Daha önce, Alevilerin yoğun olarak yaşadığı Kartal ilçesinde Alevilere dönük bir saldırı girişimi olmadığını söyleyen Yayık şöyle konuştu:

“Önce evleri işaretlediler. Bizim konuyla ilgili kınama içeren açıklamamızın ardından da derneği kundaklamak istediler. Evleri işaretlenen aileler tedirgindi. ‘Biz 40 yıldır komşularımızla hiçbir sorun olmadan yaşıyoruz’ diyorlar. Gerçekten de burada her bölgeden göç eden insanlar var; bugüne kadar herhangi bir sıkıntı olmadı.”

PSAKD, yaptığı açıklamada, AKP iktidarının etnik ve mezhepsel farklılıkları körükleyen politikaları aracılığıyla Aleviler, Sünniler, Kürtler, Türkler ve Arapların birbirlerine düşman edilmeye çalışıldığını belirterek Alevilerin evlerini işaretleyenlerin bulunmasını talep etmişti.

 

 

 

 

Alevilerden eylemli yanıt

 

Kartal Çınardere Mahallesi’nde Alevilerin evlerinin işaretlenmesi ve Kartal PSAKD’nin sabaha karşı kundaklanmaya çalışılması binlerce işçi ve emekçinin katılımıyla Kartal’da protesto edildi.

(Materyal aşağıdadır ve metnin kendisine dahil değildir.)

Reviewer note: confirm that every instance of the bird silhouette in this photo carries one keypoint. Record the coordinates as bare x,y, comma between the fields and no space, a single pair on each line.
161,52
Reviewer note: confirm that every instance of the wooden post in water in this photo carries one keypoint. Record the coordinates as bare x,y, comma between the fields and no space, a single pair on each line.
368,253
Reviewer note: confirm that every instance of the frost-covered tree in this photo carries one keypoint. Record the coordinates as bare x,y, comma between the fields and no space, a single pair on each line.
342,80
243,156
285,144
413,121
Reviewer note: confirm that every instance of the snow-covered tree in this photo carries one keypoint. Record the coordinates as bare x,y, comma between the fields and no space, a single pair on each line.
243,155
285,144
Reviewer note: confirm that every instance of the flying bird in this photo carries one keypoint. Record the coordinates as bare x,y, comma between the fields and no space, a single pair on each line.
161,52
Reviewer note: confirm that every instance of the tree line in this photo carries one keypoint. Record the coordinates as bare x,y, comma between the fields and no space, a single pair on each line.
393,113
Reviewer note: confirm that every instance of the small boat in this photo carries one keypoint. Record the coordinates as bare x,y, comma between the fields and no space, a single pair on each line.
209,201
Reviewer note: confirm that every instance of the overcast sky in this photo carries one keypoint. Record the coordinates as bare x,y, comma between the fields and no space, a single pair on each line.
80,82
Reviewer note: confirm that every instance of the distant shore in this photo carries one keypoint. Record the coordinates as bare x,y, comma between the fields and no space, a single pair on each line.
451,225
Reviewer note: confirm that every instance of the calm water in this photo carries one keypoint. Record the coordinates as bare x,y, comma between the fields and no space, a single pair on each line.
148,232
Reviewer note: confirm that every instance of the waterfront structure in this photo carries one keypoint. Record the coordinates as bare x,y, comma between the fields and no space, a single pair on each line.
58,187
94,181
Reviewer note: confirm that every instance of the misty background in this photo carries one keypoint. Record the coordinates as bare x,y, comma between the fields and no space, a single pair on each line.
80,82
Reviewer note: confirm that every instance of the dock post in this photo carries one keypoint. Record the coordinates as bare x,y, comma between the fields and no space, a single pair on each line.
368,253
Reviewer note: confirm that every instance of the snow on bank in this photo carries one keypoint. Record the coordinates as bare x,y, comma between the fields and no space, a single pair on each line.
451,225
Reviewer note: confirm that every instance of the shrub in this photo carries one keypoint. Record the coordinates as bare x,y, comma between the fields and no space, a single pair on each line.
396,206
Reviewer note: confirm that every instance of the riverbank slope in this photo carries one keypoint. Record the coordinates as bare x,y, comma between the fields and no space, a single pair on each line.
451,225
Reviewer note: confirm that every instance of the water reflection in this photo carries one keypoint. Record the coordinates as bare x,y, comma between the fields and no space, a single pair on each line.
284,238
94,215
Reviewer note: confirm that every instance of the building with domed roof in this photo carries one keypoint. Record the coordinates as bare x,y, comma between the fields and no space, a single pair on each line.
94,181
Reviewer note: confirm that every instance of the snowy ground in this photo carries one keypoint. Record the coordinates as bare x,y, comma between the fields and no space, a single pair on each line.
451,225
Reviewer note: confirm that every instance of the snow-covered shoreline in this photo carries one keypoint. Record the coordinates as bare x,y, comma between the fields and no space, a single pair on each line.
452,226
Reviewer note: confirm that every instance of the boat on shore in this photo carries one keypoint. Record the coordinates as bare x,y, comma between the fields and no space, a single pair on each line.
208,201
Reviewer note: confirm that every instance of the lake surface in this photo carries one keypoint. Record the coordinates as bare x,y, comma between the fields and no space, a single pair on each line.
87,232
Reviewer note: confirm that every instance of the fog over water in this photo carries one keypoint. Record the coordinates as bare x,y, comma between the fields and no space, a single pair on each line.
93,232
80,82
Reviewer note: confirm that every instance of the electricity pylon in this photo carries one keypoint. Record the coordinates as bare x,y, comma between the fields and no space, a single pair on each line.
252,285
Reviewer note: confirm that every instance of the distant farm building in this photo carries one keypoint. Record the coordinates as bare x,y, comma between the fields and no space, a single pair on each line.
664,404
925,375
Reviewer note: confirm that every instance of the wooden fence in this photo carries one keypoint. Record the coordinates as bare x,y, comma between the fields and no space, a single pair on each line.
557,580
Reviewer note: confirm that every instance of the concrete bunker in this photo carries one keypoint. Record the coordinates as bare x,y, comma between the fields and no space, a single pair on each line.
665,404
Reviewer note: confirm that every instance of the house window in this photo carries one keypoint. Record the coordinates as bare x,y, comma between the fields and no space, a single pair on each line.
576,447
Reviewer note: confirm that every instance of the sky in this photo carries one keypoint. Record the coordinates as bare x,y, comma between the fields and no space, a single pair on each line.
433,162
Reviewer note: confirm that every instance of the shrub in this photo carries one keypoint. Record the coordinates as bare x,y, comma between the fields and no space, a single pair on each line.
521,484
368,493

PSAKD Genel Merkezi’nin çağrısıyla 25 Ağustos günü Kartal Ahmet Şimşek Koleji önünde toplanan kitle yolu tek yönlü trafiğe kapatan kitle yürüyüşün başlarında yolu çift yönlü trafiğe kapatarak Kartal Baba Geçidi - Bankalar caddesi ve çay bahçeleri güzergahı üzerinden sloganlar ve alkışlarla yürüyen kitle Kartal Meydanı’na ulaştı.

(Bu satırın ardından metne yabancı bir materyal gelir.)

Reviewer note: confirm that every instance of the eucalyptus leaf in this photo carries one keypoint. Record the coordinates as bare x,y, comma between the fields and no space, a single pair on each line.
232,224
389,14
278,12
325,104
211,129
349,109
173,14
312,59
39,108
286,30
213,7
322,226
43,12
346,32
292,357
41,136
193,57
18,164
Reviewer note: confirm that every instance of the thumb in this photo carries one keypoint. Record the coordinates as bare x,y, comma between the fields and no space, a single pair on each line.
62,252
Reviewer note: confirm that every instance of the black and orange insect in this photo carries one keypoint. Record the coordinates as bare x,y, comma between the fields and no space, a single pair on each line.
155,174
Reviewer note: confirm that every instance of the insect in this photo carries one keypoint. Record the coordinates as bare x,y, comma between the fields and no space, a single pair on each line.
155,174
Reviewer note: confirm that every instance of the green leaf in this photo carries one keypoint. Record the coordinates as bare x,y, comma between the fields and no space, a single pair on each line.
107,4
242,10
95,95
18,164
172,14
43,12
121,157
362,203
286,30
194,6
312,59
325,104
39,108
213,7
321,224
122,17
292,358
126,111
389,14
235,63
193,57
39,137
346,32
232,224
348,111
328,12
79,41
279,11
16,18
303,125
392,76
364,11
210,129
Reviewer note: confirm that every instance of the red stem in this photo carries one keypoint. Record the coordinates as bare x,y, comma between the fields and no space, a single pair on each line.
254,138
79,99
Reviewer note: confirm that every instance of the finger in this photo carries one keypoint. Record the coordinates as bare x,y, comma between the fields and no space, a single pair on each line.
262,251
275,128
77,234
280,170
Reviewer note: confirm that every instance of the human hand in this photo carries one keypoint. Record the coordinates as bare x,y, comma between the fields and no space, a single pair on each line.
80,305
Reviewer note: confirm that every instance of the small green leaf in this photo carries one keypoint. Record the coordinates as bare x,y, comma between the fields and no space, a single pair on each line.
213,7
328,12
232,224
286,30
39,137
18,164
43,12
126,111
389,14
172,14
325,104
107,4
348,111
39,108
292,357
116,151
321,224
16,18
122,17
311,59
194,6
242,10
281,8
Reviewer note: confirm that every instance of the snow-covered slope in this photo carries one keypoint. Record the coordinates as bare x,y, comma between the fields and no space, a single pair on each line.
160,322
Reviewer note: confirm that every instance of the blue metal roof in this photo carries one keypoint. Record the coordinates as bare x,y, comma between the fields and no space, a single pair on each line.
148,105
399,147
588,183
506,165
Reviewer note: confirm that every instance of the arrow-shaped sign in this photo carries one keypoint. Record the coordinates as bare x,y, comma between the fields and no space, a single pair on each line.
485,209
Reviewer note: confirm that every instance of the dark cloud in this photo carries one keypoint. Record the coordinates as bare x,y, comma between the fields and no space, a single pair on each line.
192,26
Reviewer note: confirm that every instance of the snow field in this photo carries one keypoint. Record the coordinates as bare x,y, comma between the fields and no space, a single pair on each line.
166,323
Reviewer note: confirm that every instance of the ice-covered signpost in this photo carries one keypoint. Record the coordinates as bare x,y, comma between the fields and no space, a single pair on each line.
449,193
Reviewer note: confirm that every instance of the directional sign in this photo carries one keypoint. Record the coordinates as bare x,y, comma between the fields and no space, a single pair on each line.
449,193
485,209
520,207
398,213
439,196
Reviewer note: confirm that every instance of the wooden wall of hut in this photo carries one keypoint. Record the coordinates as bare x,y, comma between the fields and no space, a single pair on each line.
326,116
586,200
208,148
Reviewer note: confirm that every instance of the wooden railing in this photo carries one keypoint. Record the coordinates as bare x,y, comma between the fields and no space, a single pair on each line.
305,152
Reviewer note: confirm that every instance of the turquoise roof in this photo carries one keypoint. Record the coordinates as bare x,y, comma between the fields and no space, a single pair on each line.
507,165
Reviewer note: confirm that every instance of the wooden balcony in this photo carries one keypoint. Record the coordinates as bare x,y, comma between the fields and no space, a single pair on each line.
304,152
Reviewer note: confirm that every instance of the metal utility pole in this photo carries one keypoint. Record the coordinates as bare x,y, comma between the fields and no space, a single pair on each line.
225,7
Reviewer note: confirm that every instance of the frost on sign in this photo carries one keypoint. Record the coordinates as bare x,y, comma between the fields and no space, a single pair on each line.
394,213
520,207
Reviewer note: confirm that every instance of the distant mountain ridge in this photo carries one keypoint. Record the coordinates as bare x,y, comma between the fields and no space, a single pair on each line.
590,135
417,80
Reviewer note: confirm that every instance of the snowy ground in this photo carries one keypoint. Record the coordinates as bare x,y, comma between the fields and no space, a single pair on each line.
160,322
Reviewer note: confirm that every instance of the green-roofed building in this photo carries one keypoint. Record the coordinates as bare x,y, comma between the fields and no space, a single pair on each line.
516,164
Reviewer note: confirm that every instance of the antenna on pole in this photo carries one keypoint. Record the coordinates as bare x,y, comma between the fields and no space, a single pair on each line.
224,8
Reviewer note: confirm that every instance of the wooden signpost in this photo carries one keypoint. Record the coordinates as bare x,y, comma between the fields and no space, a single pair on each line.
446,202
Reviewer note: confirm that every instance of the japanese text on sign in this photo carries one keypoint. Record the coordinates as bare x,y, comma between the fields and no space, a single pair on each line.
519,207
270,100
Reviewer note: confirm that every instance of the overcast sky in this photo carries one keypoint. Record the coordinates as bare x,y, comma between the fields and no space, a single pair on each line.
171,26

PSAKD Genel Merkez Yöneticisi Atilla Özdemir basın açıklamasını okudu.

Özdemir, emperyalizmin taşeronluğunu yapan AKP etnik ve mezhepsel farklılıkları körükleyen politikaları ile Alevi ve Sünnile Kürtler, Türkler ve Araplar birbirlerine düşman edilmeye çalışıldığını vurguladı.

PSAKD’nin çağrısıyla örgütlenen eyleme çeşitli köy dernekleri ve BDSP’nin de aralarında bulunduğu ilerici ve devrimci kurum ve kitle örgütleri flamalarıyla katılarak destek verdi. Ayrıca evleri işaretlenen Sivas’ın Yıldızeli ilçesi Yağlıdere Köyü Derneği de kendi pankartlarıyla eylemde yerlerini aldılar.

Kızıl Bayrak / Kartal

 

 

 

 

KESK’li tutsaklar için eylem

 

KESK İzmir Şubeler Platformu, 25 Ağustos günü Eski Sümerbank önünde KESK’e yapılan operasyonlar ve tutuklamaları protesto etti.

KESK İzmir Şubeler Platformu” pankartı açılan eylemde basın metnini Eğitim Sen 6 No’lu Şube Başkanı Mehmet Doğan okudu. Türkiye’nin her yerinde ‘özgür bırak’ talebiyle eylemler yapıldığını söyleyen Doğan, hükümetin bunu duymamak için elinden geleni yaptığını vurguladı. KESK olarak, tutuklananlar serbest bırakılıncaya kadar eylemlerine devam edeceklerini belirtti. Doğan, 68 KESK’linin tutuklu olduğunu söyleyerek KESK üyelerinin ‘yasal sendikal faaliyet’ten tutuklandıklarını belirtti. KESK’in faşizme karşı demokrasiyi, emperyalizme karşı bağımsızlığı, savaşa karşı barışı, baskılara karşı özgürlüğü savunduğunu ve savunmaya devam edeceğini vurgulayan Doğan, KESK’in her zaman ırkçılığa, şovenizme karşı emeğin birliğini, halkların kardeşliğini savunduğunu ifade etti.

Doğan açıklamayı şu sözlerle bitirdi: “Bilin ki bizler, haklı mücadelemizi baskı altına almaya çalışan her türlü hukuk dışı ve fiili uygulamalar karşısında geçmişte olduğu gibi bugün de sessiz kalmayacağız. Birbirimize daha fazla kenetlenerek bu oyunu bozacak, zulmün ve zorbalığın efendileri önünde asla boyun eğemeyeceğiz.”

Eyleme BDSP, İHD ve Kaldıraç destek verdi.